Did you assume that I realized the content of Skyking messages is encrypted, and then deduce that my question must relate to the other unencrypted parts?
The content is encrypted with one-time pads that are constantly refreshed, which is entirely undecipherable through cryptanalysis. Encrypting the radio signal itself would require a much more extensive infrastructure than binders and radio receivers: specialized hardware that might be compromised or flawed, or simply break down, rendering you unable to listen to the channel over which your critical orders might come; harder to audit as well with more moving parts and components that aren't easily inspected or tested.
This seems like a case of a very simple and robust system being more than sufficient for the task, and anything more complex is a waste of time and money.
Just like TLS, the payload is encrypted. The skyking stuff is just header. It has the advantage that there’s less to go wrong and doesn’t take sophisticated equipment to receive.
> Why don't they use encryption? Wouldn't it be preferable for your messages to be completely inscrutable?
They don't? The letters read out in a phonetic alphabet are most certainly a code that's completely inscrutable without a codebook, which is probably rotated frequently. Encryption like we use it (e.g. encode arbitrary messages) is probably unnecessary and too complicated. All they're probably trying to do is transmit an authenticated order to execute an action that's been agreed upon ahead of time.
For a good explanation on why you don't want these things to be too high-tech and too encrypted, see "Doctor Strangelove", and take particular notice about the roles played by CRM-114.
"The messages are simply a series of letters, relayed in NATO phonetics, and encrypted with a one-time cypher. The receiver would need a code book (by varying reports refreshed daily, weekly, or monthly and inches thick) to identify the key and decrypt the message."
The article implies that the nuclear forces have already been deployed and targets set - this would be the final instruction to launch (the "go/no go" on that USAF cheat sheet).
At that point there's not much to hide or encrypt.
From my understanding each bomber has a playbook so to speak along with the code book. each Play is a different target package. Just like in US football the message from Command to the bombers isn't the verbatim target package but just a code telling them which target package to select from their playbook.

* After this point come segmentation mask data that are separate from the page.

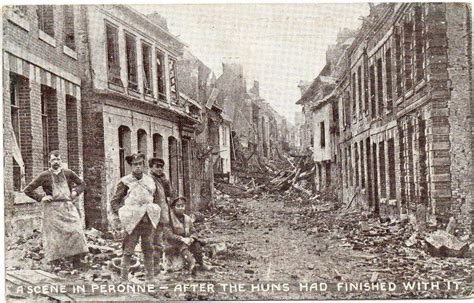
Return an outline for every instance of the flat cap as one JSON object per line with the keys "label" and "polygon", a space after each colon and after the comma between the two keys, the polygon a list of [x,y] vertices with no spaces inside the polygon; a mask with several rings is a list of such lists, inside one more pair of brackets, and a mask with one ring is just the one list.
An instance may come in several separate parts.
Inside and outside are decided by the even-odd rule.
{"label": "flat cap", "polygon": [[145,154],[143,154],[141,152],[131,154],[131,155],[125,157],[125,160],[130,165],[132,165],[132,163],[139,163],[139,162],[145,161]]}
{"label": "flat cap", "polygon": [[152,167],[154,164],[165,166],[165,161],[161,158],[153,157],[148,160],[148,166]]}

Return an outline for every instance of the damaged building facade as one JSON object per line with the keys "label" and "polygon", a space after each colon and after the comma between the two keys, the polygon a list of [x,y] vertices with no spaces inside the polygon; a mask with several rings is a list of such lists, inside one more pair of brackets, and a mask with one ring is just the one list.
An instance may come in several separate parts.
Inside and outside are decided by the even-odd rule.
{"label": "damaged building facade", "polygon": [[[39,230],[40,204],[22,190],[59,150],[83,175],[77,8],[3,8],[3,123],[7,233]],[[82,198],[80,198],[82,204]]]}
{"label": "damaged building facade", "polygon": [[247,88],[238,60],[228,58],[222,67],[223,73],[216,80],[217,103],[230,120],[229,153],[231,161],[238,163],[235,172],[238,175],[242,168],[261,169],[263,161],[281,158],[289,150],[289,124],[260,96],[259,81]]}
{"label": "damaged building facade", "polygon": [[138,151],[162,158],[175,194],[191,201],[191,142],[199,120],[178,90],[183,44],[129,7],[78,8],[86,225],[107,229],[115,186],[130,173],[125,157]]}
{"label": "damaged building facade", "polygon": [[339,45],[335,89],[312,100],[315,160],[337,167],[316,182],[380,217],[438,227],[453,217],[472,234],[470,39],[467,4],[371,6]]}
{"label": "damaged building facade", "polygon": [[295,115],[295,123],[298,127],[299,136],[299,148],[300,154],[311,153],[311,148],[314,145],[313,136],[313,115],[311,112],[312,101],[305,97],[306,92],[312,85],[312,82],[300,81],[298,88],[301,92],[301,98],[296,102],[297,105],[301,105],[302,110]]}
{"label": "damaged building facade", "polygon": [[216,102],[216,76],[199,58],[184,50],[178,61],[180,91],[200,107],[193,141],[192,204],[202,209],[214,201],[214,178],[230,175],[230,126]]}

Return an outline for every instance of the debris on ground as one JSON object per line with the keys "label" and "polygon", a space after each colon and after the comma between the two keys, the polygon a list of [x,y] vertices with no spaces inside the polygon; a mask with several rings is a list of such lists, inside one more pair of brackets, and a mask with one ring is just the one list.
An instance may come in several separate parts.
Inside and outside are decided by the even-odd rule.
{"label": "debris on ground", "polygon": [[424,238],[428,252],[437,257],[462,257],[469,250],[469,244],[444,230],[437,230]]}

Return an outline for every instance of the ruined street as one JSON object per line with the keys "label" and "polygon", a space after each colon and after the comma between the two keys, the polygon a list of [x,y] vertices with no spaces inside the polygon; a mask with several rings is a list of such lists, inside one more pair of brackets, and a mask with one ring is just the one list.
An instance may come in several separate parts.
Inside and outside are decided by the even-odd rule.
{"label": "ruined street", "polygon": [[[230,185],[227,189],[233,189]],[[225,189],[225,188],[224,188]],[[193,276],[187,271],[167,274],[171,285],[154,293],[155,299],[331,299],[331,298],[450,298],[472,293],[472,261],[469,258],[437,258],[425,252],[425,244],[410,225],[380,223],[375,219],[339,208],[337,203],[312,198],[303,200],[291,194],[263,193],[242,198],[217,191],[212,212],[204,213],[196,223],[205,239],[209,271]],[[89,268],[75,272],[39,264],[42,249],[36,237],[7,245],[7,272],[42,269],[51,272],[55,282],[118,283],[118,274],[110,270],[110,259],[119,256],[118,242],[104,240],[88,232],[91,260]],[[96,234],[98,235],[98,233]],[[416,235],[416,234],[415,234]],[[411,239],[410,239],[411,238]],[[97,243],[101,245],[97,245]],[[410,247],[408,247],[410,246]],[[139,249],[139,246],[137,246]],[[18,255],[22,258],[18,259]],[[141,255],[137,250],[137,255]],[[139,270],[139,276],[143,269]],[[39,271],[41,272],[41,271]],[[34,275],[23,277],[34,279]],[[24,280],[23,280],[24,281]],[[299,291],[300,283],[326,282],[459,282],[461,291]],[[258,291],[174,291],[176,283],[244,283],[261,285]],[[290,291],[284,291],[287,283]],[[273,290],[272,285],[273,284]],[[254,286],[257,287],[257,286]],[[329,286],[331,287],[331,286]],[[298,290],[298,291],[295,291]],[[108,294],[109,296],[111,294]],[[119,294],[116,294],[119,295]],[[130,294],[127,294],[130,298]],[[136,299],[146,299],[140,295]],[[76,299],[85,299],[77,297]],[[97,299],[97,297],[89,297]]]}
{"label": "ruined street", "polygon": [[471,6],[312,2],[5,6],[7,301],[472,298]]}

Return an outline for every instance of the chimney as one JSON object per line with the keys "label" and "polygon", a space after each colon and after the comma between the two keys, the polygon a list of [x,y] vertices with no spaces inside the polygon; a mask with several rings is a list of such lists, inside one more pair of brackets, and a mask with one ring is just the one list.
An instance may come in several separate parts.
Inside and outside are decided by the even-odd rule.
{"label": "chimney", "polygon": [[242,85],[244,85],[244,68],[240,63],[239,57],[222,58],[222,73],[224,75],[231,74],[237,76],[242,81]]}
{"label": "chimney", "polygon": [[257,80],[253,81],[252,93],[260,97],[260,83]]}
{"label": "chimney", "polygon": [[154,24],[160,26],[161,28],[165,29],[166,31],[168,30],[168,22],[166,21],[165,17],[160,15],[157,12],[151,13],[146,15],[146,17],[153,22]]}

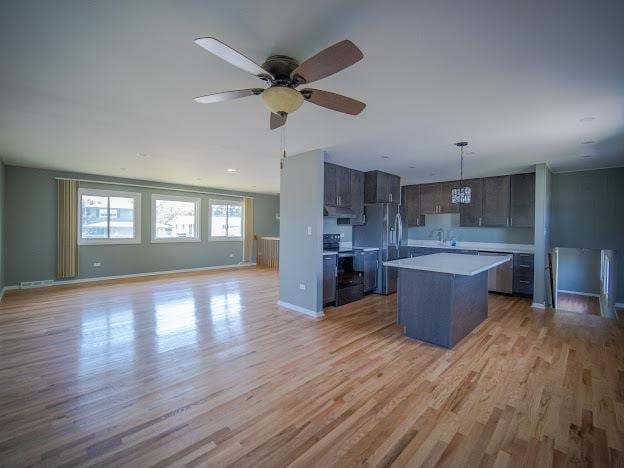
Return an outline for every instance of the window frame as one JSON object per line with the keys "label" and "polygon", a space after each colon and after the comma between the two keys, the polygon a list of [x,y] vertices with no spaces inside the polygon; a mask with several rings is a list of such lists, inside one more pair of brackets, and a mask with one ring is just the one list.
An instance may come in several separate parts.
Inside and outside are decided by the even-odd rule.
{"label": "window frame", "polygon": [[[212,205],[238,205],[241,207],[241,235],[233,236],[213,236],[212,235]],[[211,242],[242,242],[245,229],[245,205],[242,200],[227,200],[224,198],[211,198],[208,203],[208,240]],[[229,225],[228,225],[229,227]]]}
{"label": "window frame", "polygon": [[[195,204],[195,236],[194,237],[156,237],[156,200],[181,201]],[[201,242],[201,198],[184,197],[179,195],[167,195],[163,193],[152,194],[152,244],[168,244],[173,242]]]}
{"label": "window frame", "polygon": [[[106,239],[89,239],[82,237],[82,197],[84,195],[94,197],[120,197],[120,198],[132,198],[134,200],[133,208],[133,230],[134,237],[132,238],[106,238]],[[110,206],[108,207],[110,210]],[[140,192],[124,192],[120,190],[104,190],[93,189],[88,187],[80,187],[78,189],[78,245],[121,245],[121,244],[140,244],[141,243],[141,193]],[[108,216],[109,222],[109,236],[110,236],[110,214]]]}

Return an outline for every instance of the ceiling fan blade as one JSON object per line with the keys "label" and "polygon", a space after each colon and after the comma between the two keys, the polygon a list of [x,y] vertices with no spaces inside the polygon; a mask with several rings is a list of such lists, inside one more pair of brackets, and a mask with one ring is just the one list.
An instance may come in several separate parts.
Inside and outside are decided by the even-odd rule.
{"label": "ceiling fan blade", "polygon": [[251,89],[237,89],[236,91],[223,91],[222,93],[206,94],[205,96],[199,96],[194,98],[195,102],[200,104],[212,104],[213,102],[231,101],[232,99],[238,99],[247,96],[255,96],[264,91],[262,88]]}
{"label": "ceiling fan blade", "polygon": [[275,112],[271,112],[271,130],[275,130],[286,124],[286,117],[288,117],[288,114],[276,114]]}
{"label": "ceiling fan blade", "polygon": [[338,73],[363,58],[364,54],[353,42],[344,40],[303,62],[293,70],[290,78],[297,84],[311,83]]}
{"label": "ceiling fan blade", "polygon": [[213,53],[220,59],[231,63],[235,67],[251,73],[252,75],[256,75],[257,77],[261,78],[266,77],[273,79],[273,75],[271,75],[256,62],[245,57],[239,51],[232,49],[230,46],[224,44],[218,39],[215,39],[214,37],[201,37],[199,39],[195,39],[195,44],[203,47],[208,52]]}
{"label": "ceiling fan blade", "polygon": [[366,107],[366,104],[356,99],[320,89],[302,89],[301,94],[306,101],[345,114],[358,115]]}

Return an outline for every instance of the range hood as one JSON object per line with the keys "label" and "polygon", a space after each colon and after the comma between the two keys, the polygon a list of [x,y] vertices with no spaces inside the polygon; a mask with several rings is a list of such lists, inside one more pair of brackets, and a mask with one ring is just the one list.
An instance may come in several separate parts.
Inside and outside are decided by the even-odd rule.
{"label": "range hood", "polygon": [[328,218],[355,218],[355,213],[351,208],[346,208],[344,206],[325,205],[323,207],[323,216],[327,216]]}

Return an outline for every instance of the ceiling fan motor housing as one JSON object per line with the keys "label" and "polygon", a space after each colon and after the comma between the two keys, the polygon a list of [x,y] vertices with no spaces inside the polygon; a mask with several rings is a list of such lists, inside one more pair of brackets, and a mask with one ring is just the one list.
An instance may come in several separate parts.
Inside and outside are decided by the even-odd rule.
{"label": "ceiling fan motor housing", "polygon": [[262,68],[275,77],[274,84],[290,85],[290,74],[299,66],[299,62],[287,55],[271,55],[262,64]]}

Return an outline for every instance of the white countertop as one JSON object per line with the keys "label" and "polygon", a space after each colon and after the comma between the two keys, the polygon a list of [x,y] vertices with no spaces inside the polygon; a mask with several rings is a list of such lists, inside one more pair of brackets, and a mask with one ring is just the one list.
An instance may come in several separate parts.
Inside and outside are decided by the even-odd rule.
{"label": "white countertop", "polygon": [[330,250],[323,250],[323,255],[338,255],[338,252],[332,252]]}
{"label": "white countertop", "polygon": [[474,276],[508,262],[508,257],[486,257],[456,253],[438,253],[422,257],[402,258],[384,262],[385,266],[411,270],[435,271],[450,275]]}
{"label": "white countertop", "polygon": [[509,253],[534,253],[533,244],[501,244],[496,242],[457,242],[455,247],[451,247],[450,242],[440,244],[434,240],[410,240],[407,245],[410,247],[430,247],[434,249],[458,249],[458,250],[480,250],[482,252],[509,252]]}
{"label": "white countertop", "polygon": [[373,250],[379,250],[379,247],[357,247],[357,246],[354,246],[353,250],[363,250],[364,252],[371,252]]}

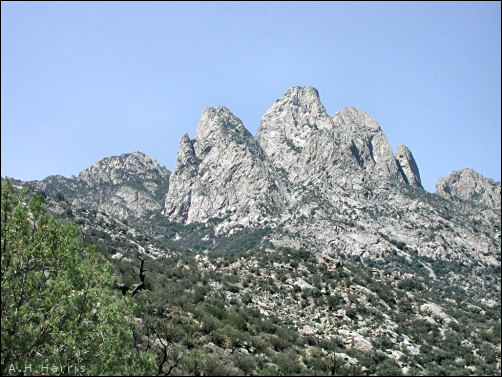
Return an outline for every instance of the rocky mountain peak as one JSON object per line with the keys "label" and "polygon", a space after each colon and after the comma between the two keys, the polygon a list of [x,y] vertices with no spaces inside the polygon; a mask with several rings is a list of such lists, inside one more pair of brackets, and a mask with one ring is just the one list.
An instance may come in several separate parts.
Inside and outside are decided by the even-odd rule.
{"label": "rocky mountain peak", "polygon": [[321,104],[319,92],[311,86],[293,86],[289,88],[279,102],[291,103],[295,106],[313,106],[325,111]]}
{"label": "rocky mountain peak", "polygon": [[420,179],[417,163],[407,146],[400,145],[397,147],[396,160],[402,169],[405,182],[409,185],[422,188],[422,181]]}
{"label": "rocky mountain peak", "polygon": [[330,117],[315,88],[297,86],[265,113],[256,138],[228,108],[205,109],[195,140],[181,140],[164,213],[185,223],[231,213],[256,224],[293,205],[285,203],[295,190],[295,200],[310,200],[303,195],[312,182],[333,193],[391,176],[420,186],[409,150],[402,161],[406,173],[365,111],[346,107]]}
{"label": "rocky mountain peak", "polygon": [[327,118],[317,89],[295,86],[265,113],[258,127],[257,138],[265,139],[274,129],[277,131],[282,128],[280,131],[284,137],[301,144],[309,132],[331,128],[332,123]]}
{"label": "rocky mountain peak", "polygon": [[256,139],[264,153],[286,170],[298,164],[302,150],[333,121],[312,87],[293,87],[275,102],[260,121]]}
{"label": "rocky mountain peak", "polygon": [[305,180],[302,175],[312,169],[329,171],[333,178],[345,171],[406,180],[377,120],[356,107],[328,116],[312,87],[289,89],[263,116],[256,139],[269,160],[295,182]]}
{"label": "rocky mountain peak", "polygon": [[501,183],[465,168],[451,172],[447,178],[439,178],[436,193],[449,199],[457,197],[500,208]]}
{"label": "rocky mountain peak", "polygon": [[[380,124],[366,111],[345,107],[332,117],[334,133],[346,156],[363,169],[370,179],[395,177],[404,180],[394,152]],[[350,164],[350,160],[347,160]]]}
{"label": "rocky mountain peak", "polygon": [[73,208],[106,212],[116,219],[140,218],[163,208],[170,172],[142,152],[104,158],[77,177],[50,176],[38,190],[63,195]]}
{"label": "rocky mountain peak", "polygon": [[79,173],[78,178],[88,185],[102,183],[121,184],[135,180],[165,178],[168,171],[142,152],[125,153],[104,158]]}
{"label": "rocky mountain peak", "polygon": [[381,131],[380,124],[376,119],[369,116],[366,111],[353,106],[344,107],[333,115],[333,119],[338,127],[343,127],[347,131]]}
{"label": "rocky mountain peak", "polygon": [[247,224],[276,196],[263,151],[226,107],[203,111],[194,142],[183,136],[170,185],[164,213],[186,223],[234,213]]}
{"label": "rocky mountain peak", "polygon": [[183,134],[180,140],[180,149],[178,150],[177,164],[179,166],[192,165],[195,163],[195,151],[192,141],[187,133]]}
{"label": "rocky mountain peak", "polygon": [[252,135],[242,121],[224,106],[208,107],[202,112],[195,134],[197,142],[219,142],[232,137],[249,138]]}

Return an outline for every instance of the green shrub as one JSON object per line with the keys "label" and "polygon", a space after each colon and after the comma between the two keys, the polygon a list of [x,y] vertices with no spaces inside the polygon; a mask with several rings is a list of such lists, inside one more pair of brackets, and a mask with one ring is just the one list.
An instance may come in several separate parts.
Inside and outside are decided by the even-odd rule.
{"label": "green shrub", "polygon": [[47,218],[42,196],[23,201],[2,183],[2,375],[25,365],[152,373],[131,347],[135,303],[112,290],[110,264],[83,247],[76,224]]}
{"label": "green shrub", "polygon": [[242,318],[239,314],[232,314],[229,315],[226,319],[225,322],[228,323],[230,326],[235,327],[236,329],[240,331],[247,331],[248,326],[246,323],[246,320]]}

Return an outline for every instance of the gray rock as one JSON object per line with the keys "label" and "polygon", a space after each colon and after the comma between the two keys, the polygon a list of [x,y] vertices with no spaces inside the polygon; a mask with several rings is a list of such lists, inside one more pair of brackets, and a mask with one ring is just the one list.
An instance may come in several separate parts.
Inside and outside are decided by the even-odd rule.
{"label": "gray rock", "polygon": [[282,198],[275,173],[240,119],[225,107],[202,113],[193,144],[184,136],[164,213],[191,223],[231,216],[257,223]]}
{"label": "gray rock", "polygon": [[442,205],[422,189],[409,149],[394,155],[375,119],[354,107],[330,117],[314,88],[294,87],[263,116],[256,138],[227,108],[206,109],[195,140],[181,141],[164,213],[184,223],[218,218],[217,234],[266,225],[275,247],[385,260],[389,252],[410,259],[406,246],[498,265],[497,235],[482,239],[465,219],[489,227],[500,213]]}
{"label": "gray rock", "polygon": [[447,178],[439,178],[436,193],[445,198],[460,198],[482,203],[488,207],[500,208],[500,182],[471,168],[455,170]]}
{"label": "gray rock", "polygon": [[104,158],[78,177],[50,176],[39,190],[60,193],[75,208],[103,211],[119,219],[161,211],[169,171],[141,152]]}
{"label": "gray rock", "polygon": [[290,173],[307,143],[333,126],[315,88],[293,87],[262,117],[256,139],[270,161]]}
{"label": "gray rock", "polygon": [[312,87],[289,89],[263,116],[256,139],[293,183],[309,181],[319,170],[330,177],[355,171],[373,179],[403,179],[378,122],[355,107],[328,116]]}
{"label": "gray rock", "polygon": [[[408,148],[394,155],[380,124],[363,110],[329,116],[311,87],[289,89],[263,116],[256,138],[227,108],[207,108],[195,139],[183,135],[172,173],[132,153],[37,185],[61,192],[72,208],[133,217],[159,238],[165,235],[155,232],[170,226],[164,220],[200,222],[211,228],[204,241],[266,228],[267,248],[361,263],[399,256],[420,260],[437,279],[427,261],[461,262],[471,269],[467,288],[457,271],[444,278],[500,301],[479,278],[483,269],[500,267],[500,182],[466,169],[442,178],[437,189],[463,201],[427,193]],[[161,213],[161,224],[149,223]]]}
{"label": "gray rock", "polygon": [[375,119],[363,110],[346,107],[333,116],[333,122],[342,143],[369,177],[401,179],[392,148]]}
{"label": "gray rock", "polygon": [[396,160],[402,169],[405,182],[412,186],[422,188],[422,181],[420,180],[420,172],[418,171],[417,163],[407,146],[400,145],[397,147]]}

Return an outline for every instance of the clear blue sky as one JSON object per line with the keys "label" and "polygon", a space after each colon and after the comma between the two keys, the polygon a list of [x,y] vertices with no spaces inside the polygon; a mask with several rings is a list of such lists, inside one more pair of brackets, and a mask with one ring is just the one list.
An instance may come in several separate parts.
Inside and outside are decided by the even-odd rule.
{"label": "clear blue sky", "polygon": [[251,133],[288,88],[319,90],[407,145],[424,187],[500,180],[500,2],[2,2],[1,175],[70,176],[142,151],[174,169],[227,106]]}

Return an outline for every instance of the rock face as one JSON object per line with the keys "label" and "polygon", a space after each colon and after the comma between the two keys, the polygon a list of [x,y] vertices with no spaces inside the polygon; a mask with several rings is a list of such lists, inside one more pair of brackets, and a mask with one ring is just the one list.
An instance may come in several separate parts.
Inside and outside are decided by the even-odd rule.
{"label": "rock face", "polygon": [[420,180],[417,163],[407,146],[400,145],[397,147],[396,160],[402,169],[405,182],[412,186],[422,188],[422,181]]}
{"label": "rock face", "polygon": [[225,107],[204,110],[195,140],[181,140],[165,215],[184,223],[234,215],[248,225],[280,200],[274,172],[240,119]]}
{"label": "rock face", "polygon": [[317,90],[293,87],[265,113],[256,139],[272,163],[291,173],[309,141],[333,127]]}
{"label": "rock face", "polygon": [[48,194],[63,195],[74,208],[95,209],[126,219],[161,211],[168,184],[166,168],[134,152],[104,158],[78,177],[50,176],[36,186]]}
{"label": "rock face", "polygon": [[107,157],[85,169],[78,179],[89,186],[120,185],[128,182],[145,183],[166,178],[168,171],[157,161],[141,152]]}
{"label": "rock face", "polygon": [[328,116],[312,87],[289,89],[263,116],[256,139],[293,183],[308,180],[313,167],[335,176],[345,169],[349,175],[401,178],[378,122],[355,107]]}
{"label": "rock face", "polygon": [[[431,279],[441,260],[470,268],[448,274],[449,284],[469,281],[469,289],[495,294],[479,288],[479,276],[500,268],[500,182],[466,169],[441,179],[439,195],[426,192],[407,147],[394,155],[363,110],[328,115],[311,87],[289,89],[256,137],[229,109],[207,108],[195,138],[183,135],[172,173],[137,152],[36,186],[63,194],[73,209],[132,218],[150,236],[183,248],[211,250],[224,239],[373,265],[398,259],[396,270],[420,262]],[[198,240],[193,248],[190,237]]]}
{"label": "rock face", "polygon": [[[497,205],[496,188],[475,192]],[[212,219],[217,236],[243,226],[268,229],[273,247],[335,257],[384,262],[412,253],[500,265],[500,212],[438,201],[423,190],[407,147],[394,155],[380,124],[363,110],[329,116],[311,87],[293,87],[276,101],[256,138],[227,108],[206,109],[195,139],[181,140],[163,213],[185,224]],[[479,224],[495,229],[493,237],[480,235]]]}
{"label": "rock face", "polygon": [[206,109],[195,140],[181,140],[164,213],[184,223],[227,214],[242,225],[274,222],[308,201],[301,187],[313,182],[326,190],[353,189],[354,178],[416,186],[411,153],[402,161],[410,180],[375,119],[354,107],[330,117],[316,89],[294,87],[263,116],[256,138],[227,108]]}
{"label": "rock face", "polygon": [[365,111],[346,107],[333,116],[333,122],[340,130],[342,148],[348,147],[368,177],[402,179],[392,148],[375,119]]}
{"label": "rock face", "polygon": [[[366,112],[329,116],[316,89],[293,87],[265,113],[256,138],[227,108],[206,109],[195,140],[181,140],[163,213],[186,224],[219,219],[218,235],[267,227],[276,247],[385,260],[396,245],[407,255],[406,245],[429,258],[499,263],[497,236],[481,241],[465,223],[465,211],[478,209],[447,205],[423,190],[411,151],[400,146],[394,155]],[[497,212],[479,216],[500,223]],[[445,223],[457,235],[439,230]]]}
{"label": "rock face", "polygon": [[500,182],[485,178],[466,168],[451,172],[447,178],[439,178],[436,193],[445,198],[460,198],[476,201],[488,207],[500,208]]}

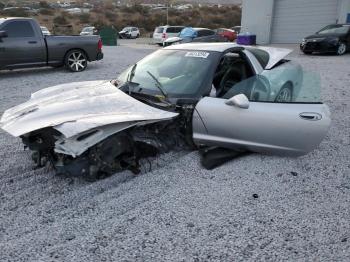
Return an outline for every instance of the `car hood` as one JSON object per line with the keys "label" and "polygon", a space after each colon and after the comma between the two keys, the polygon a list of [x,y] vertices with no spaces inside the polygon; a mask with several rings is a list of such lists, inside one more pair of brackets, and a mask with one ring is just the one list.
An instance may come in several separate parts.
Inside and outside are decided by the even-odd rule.
{"label": "car hood", "polygon": [[346,34],[314,34],[305,37],[305,39],[318,39],[318,38],[332,38],[332,37],[343,37]]}
{"label": "car hood", "polygon": [[132,98],[109,81],[88,81],[33,93],[27,102],[4,112],[0,127],[13,136],[53,127],[68,138],[99,126],[176,116]]}

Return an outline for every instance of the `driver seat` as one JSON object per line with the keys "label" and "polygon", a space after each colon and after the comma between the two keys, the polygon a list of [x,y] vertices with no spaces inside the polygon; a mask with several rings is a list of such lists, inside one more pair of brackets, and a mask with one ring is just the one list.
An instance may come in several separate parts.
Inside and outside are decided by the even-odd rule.
{"label": "driver seat", "polygon": [[219,88],[217,90],[217,97],[222,97],[230,90],[235,84],[243,81],[247,78],[246,64],[243,60],[236,61],[226,71],[222,77]]}

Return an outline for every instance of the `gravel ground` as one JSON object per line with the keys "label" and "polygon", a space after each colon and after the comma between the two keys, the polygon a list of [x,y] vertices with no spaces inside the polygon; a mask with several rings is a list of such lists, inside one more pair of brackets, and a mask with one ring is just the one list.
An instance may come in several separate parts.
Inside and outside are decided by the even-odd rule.
{"label": "gravel ground", "polygon": [[[104,51],[83,73],[0,72],[0,113],[44,87],[113,78],[152,49]],[[207,171],[197,152],[174,152],[146,174],[88,183],[34,170],[0,131],[0,260],[349,261],[350,55],[292,56],[321,73],[333,119],[300,158],[253,154]]]}

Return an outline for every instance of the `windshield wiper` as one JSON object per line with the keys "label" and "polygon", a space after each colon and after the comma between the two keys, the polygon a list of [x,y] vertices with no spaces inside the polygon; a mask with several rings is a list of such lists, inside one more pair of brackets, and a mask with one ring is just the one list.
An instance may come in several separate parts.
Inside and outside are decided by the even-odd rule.
{"label": "windshield wiper", "polygon": [[147,71],[147,74],[150,75],[150,77],[152,77],[152,79],[154,80],[155,82],[155,86],[160,90],[160,92],[162,92],[163,96],[168,99],[168,94],[167,92],[164,90],[164,87],[162,85],[161,82],[159,82],[159,80],[150,72],[150,71]]}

Is that MP3 actual raw recordings, or has it been "enhanced" with interesting interference. I'm hearing lots of echo, telemetry, different voiced "layered" on top of each other, etc.
The "echo" is actually from multiple spatially separated stations simultaneously transmitting the same message. You're hearing the differences in time of flight. The overlapping signals don't interfere as one might expect because they use single sideband modulation.
There is a lot of interesting interference at these low frequencies. I didn't hear anything I wouldn't expect to hear on HF. Also, echo is a complex and somewhat mysterious topic. Long Path echo is easily grasped; the same signal is received twice due to two paths around the Earth which happens when band conditions are favorable. Other forms of echo (Long delayed echo[1], for example) are less easily explained.